You call it 'social anxiety', I call it a 'low threshhold for boring people and situations'.
Excuses. We all need to excuse ourselves occasionally from attending a party. Or abstain from doing something someone wants us to do because we don’t feel like it. Sometimes our excuses are sound enough. It’s just that our friends and family aren’t always reasonable people who understood that sometimes we don’t want to do what we’re told. Sometimes we’d rather drive nails into our legs than attend one of their awful, you know, events they plan. Dinners. Wine and Cheese Nights. Orgies. Such events with family can be a little distasteful. So these Excuses Cards should help you extricate yourself from said awkward scenarios. Some of them are even believable. They’re probably a little inappropriate but that’s what you get from free ecards, cheapskates.
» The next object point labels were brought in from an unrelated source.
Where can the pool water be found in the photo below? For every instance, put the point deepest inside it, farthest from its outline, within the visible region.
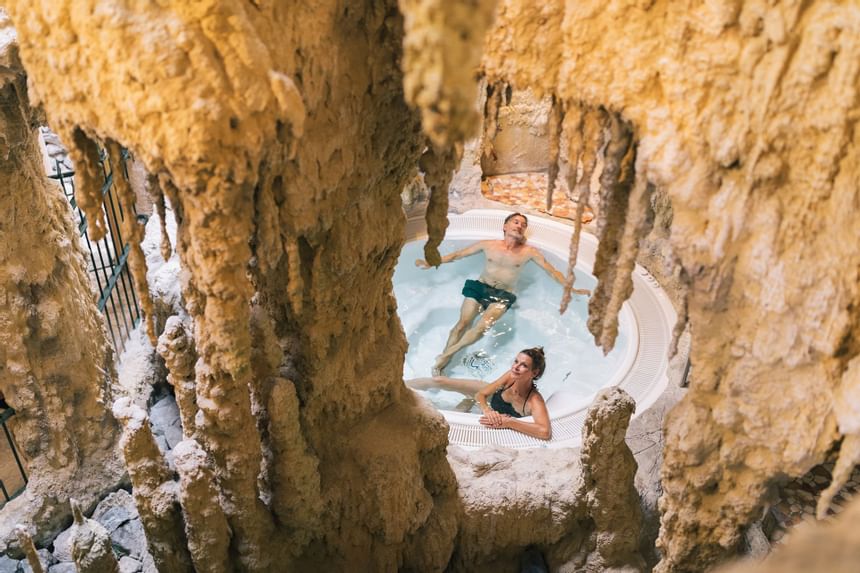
(429, 301)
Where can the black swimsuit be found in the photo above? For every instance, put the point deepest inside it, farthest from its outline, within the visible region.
(502, 406)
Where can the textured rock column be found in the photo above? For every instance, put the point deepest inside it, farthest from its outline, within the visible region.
(608, 473)
(206, 526)
(176, 347)
(155, 492)
(56, 365)
(282, 139)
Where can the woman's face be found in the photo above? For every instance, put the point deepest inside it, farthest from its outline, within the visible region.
(522, 366)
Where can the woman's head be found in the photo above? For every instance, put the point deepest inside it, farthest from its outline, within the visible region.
(534, 359)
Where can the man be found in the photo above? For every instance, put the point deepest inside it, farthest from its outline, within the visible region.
(492, 293)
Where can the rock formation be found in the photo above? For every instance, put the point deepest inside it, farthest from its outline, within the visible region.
(744, 114)
(282, 138)
(218, 113)
(90, 543)
(56, 365)
(607, 490)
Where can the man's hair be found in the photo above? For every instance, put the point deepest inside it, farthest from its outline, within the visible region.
(538, 359)
(512, 215)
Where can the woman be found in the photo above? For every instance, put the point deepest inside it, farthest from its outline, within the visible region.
(509, 398)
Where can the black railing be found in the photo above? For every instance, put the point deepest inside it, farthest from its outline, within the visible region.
(108, 258)
(13, 476)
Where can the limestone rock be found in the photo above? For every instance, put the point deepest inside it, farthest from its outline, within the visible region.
(57, 365)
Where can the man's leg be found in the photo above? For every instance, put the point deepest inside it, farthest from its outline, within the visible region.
(468, 311)
(490, 316)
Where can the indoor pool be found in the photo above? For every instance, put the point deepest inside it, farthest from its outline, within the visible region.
(429, 300)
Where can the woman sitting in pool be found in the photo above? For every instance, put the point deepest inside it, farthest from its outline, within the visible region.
(512, 396)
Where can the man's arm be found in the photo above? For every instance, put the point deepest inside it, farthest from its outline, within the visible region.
(461, 254)
(541, 261)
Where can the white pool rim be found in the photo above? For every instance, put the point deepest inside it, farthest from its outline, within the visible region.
(647, 319)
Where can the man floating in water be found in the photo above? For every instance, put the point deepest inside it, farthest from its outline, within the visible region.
(492, 293)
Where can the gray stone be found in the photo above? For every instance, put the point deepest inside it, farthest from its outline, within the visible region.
(115, 510)
(9, 565)
(129, 565)
(129, 539)
(63, 546)
(164, 417)
(45, 557)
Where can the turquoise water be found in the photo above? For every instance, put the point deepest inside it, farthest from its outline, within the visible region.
(429, 302)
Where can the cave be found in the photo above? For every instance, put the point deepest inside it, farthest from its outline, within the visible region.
(205, 213)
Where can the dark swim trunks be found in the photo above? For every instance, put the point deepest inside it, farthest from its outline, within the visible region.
(487, 295)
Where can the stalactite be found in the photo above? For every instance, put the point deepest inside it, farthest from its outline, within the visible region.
(295, 283)
(438, 167)
(556, 119)
(574, 139)
(89, 177)
(91, 547)
(26, 543)
(495, 93)
(161, 209)
(205, 523)
(154, 489)
(616, 181)
(176, 347)
(585, 139)
(849, 457)
(638, 223)
(133, 232)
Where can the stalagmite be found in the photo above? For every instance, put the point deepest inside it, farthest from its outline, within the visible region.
(608, 473)
(91, 546)
(26, 543)
(154, 490)
(56, 364)
(205, 524)
(176, 347)
(555, 121)
(438, 167)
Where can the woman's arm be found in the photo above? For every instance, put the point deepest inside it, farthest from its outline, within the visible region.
(540, 428)
(461, 254)
(487, 391)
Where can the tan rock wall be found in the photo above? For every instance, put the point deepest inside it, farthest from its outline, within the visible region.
(215, 99)
(745, 115)
(56, 365)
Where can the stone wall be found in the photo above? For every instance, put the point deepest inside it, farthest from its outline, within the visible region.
(744, 114)
(56, 365)
(285, 179)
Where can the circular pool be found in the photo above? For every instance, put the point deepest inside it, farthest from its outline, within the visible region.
(429, 302)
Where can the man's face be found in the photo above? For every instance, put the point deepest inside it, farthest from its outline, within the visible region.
(516, 227)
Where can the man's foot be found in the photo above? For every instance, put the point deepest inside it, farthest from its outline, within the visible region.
(441, 363)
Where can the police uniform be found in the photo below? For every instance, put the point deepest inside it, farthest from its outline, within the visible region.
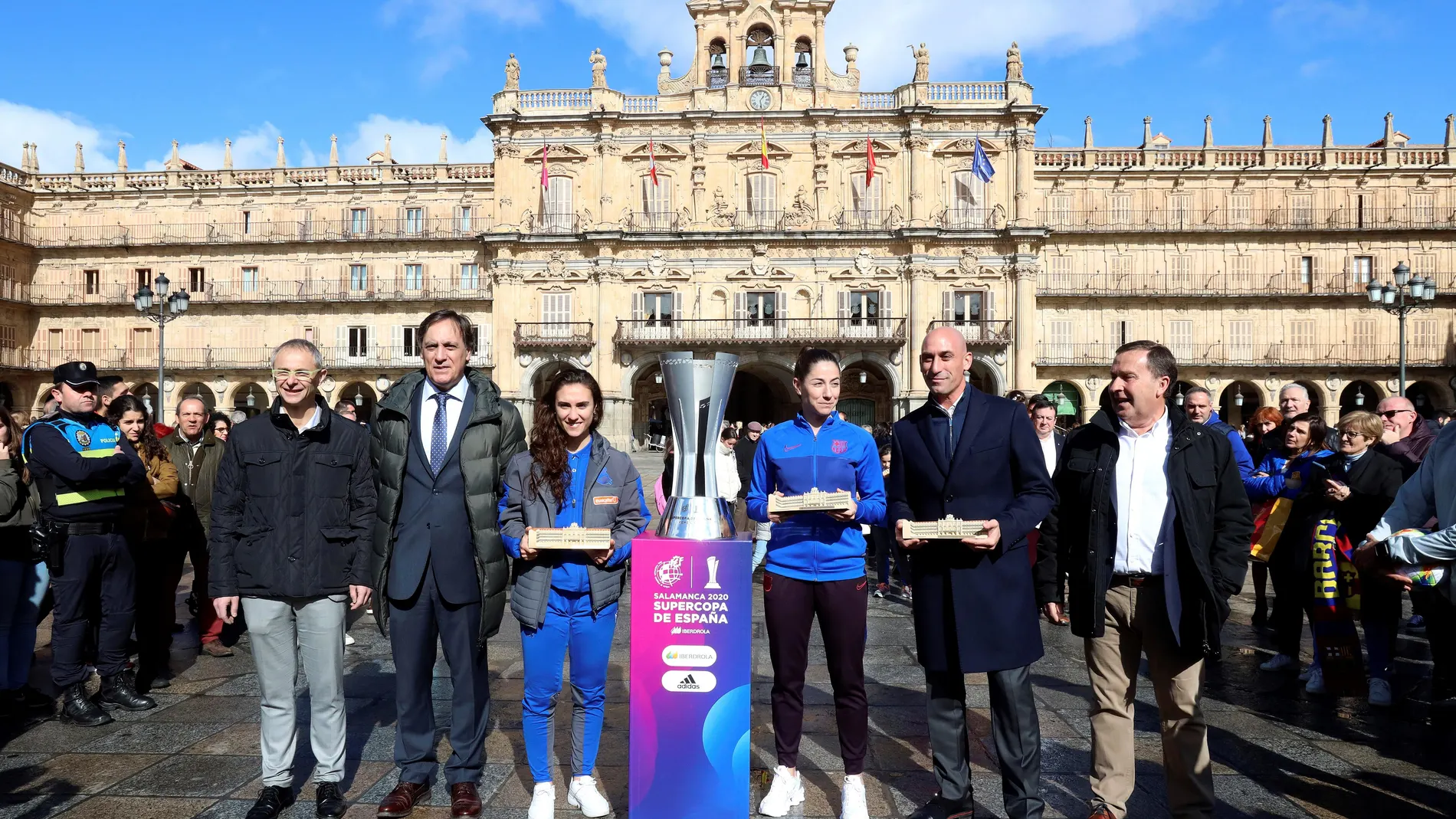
(82, 479)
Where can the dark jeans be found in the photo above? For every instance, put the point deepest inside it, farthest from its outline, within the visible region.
(789, 608)
(98, 568)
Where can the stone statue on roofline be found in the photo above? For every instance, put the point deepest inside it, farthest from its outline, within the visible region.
(513, 73)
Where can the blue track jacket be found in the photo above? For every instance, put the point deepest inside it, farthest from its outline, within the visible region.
(792, 460)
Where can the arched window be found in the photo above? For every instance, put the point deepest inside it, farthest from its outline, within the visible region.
(717, 63)
(760, 67)
(556, 208)
(802, 63)
(967, 201)
(763, 201)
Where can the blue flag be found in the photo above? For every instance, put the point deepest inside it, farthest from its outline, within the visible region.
(982, 166)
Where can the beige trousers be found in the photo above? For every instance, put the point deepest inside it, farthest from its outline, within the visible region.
(1136, 623)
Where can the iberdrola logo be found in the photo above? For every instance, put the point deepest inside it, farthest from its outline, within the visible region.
(669, 572)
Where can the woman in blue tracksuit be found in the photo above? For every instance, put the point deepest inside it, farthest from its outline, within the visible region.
(1289, 565)
(815, 566)
(567, 601)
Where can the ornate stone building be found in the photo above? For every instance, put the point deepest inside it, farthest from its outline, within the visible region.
(759, 202)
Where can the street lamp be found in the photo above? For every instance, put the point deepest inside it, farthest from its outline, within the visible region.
(1392, 299)
(169, 309)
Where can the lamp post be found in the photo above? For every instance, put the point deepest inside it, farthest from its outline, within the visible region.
(1392, 299)
(169, 309)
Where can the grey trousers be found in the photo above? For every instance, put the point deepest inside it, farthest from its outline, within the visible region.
(1014, 731)
(281, 631)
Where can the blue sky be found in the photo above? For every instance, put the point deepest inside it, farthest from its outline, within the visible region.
(149, 73)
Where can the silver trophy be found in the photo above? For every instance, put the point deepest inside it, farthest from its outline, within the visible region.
(697, 401)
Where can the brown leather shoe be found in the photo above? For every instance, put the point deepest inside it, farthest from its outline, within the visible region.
(465, 799)
(401, 802)
(216, 649)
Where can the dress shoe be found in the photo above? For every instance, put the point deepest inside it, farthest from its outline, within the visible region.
(271, 802)
(465, 799)
(402, 801)
(120, 691)
(216, 649)
(330, 802)
(941, 808)
(77, 707)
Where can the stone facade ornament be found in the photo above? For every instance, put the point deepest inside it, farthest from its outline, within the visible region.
(598, 70)
(1014, 64)
(922, 63)
(513, 73)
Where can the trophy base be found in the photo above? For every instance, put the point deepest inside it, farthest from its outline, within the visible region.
(697, 518)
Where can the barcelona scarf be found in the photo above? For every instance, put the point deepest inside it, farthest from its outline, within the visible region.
(1331, 614)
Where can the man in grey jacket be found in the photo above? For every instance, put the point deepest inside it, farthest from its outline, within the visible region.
(1428, 493)
(440, 438)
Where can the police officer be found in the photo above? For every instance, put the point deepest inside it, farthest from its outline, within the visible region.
(82, 466)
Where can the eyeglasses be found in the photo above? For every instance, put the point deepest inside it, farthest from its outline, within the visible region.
(299, 374)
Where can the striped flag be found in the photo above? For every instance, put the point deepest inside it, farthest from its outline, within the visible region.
(980, 165)
(763, 144)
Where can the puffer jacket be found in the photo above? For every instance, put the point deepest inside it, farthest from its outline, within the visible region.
(493, 437)
(291, 511)
(613, 501)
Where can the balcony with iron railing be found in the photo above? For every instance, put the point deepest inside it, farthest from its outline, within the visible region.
(375, 229)
(553, 335)
(760, 332)
(1266, 357)
(979, 332)
(242, 291)
(1221, 284)
(1281, 218)
(207, 359)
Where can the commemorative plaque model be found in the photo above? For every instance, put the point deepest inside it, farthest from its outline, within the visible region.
(946, 529)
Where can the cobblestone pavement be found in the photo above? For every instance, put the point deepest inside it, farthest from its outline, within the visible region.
(1277, 751)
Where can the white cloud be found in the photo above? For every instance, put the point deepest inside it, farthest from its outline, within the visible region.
(56, 133)
(412, 142)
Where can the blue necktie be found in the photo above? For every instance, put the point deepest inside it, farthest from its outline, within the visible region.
(438, 440)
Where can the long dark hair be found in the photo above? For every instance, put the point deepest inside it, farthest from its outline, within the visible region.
(150, 447)
(548, 440)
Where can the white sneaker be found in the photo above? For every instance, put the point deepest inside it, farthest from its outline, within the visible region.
(543, 802)
(582, 793)
(1381, 693)
(1317, 681)
(854, 799)
(785, 791)
(1281, 662)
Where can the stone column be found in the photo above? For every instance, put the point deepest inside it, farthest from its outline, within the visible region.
(1024, 277)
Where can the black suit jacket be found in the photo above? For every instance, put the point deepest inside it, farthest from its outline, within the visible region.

If you're an introvert you know what a pest invitations can be. You're not shy, you just don't want to be there... alone, in a crowd, feeling your authenticity being eroded by the battery-acid of inauthentic social expectation. Where was I going with this - that's right: excuses. Forget plausible excuses, they can be rebutted. No, a sophisticated introvert knows to employ the implausible...
People often ask if I'm religious. Like any other rational, enlightened man I frequently dialog with Higher Powers. And once or twice I've made myself useful to Him, but why boast of it? He knows my door is always open (provided He doesn't eat all my snacks) and He can always turn to me for spiritual guidance, though I don't like it when He turns up when Bunheads is on.
I'm still in Granada, and just tried to order room service. I'm in a bit of a difficult mood so I tried to order swan. Black swan. They told me they didn't have black swan on the menu so I said I'd settle for an ordinary swan that had been dyed black. Even when I'm difficult I'm highly reasonable. But I'm not going to lie; this has nothing to do with today's card.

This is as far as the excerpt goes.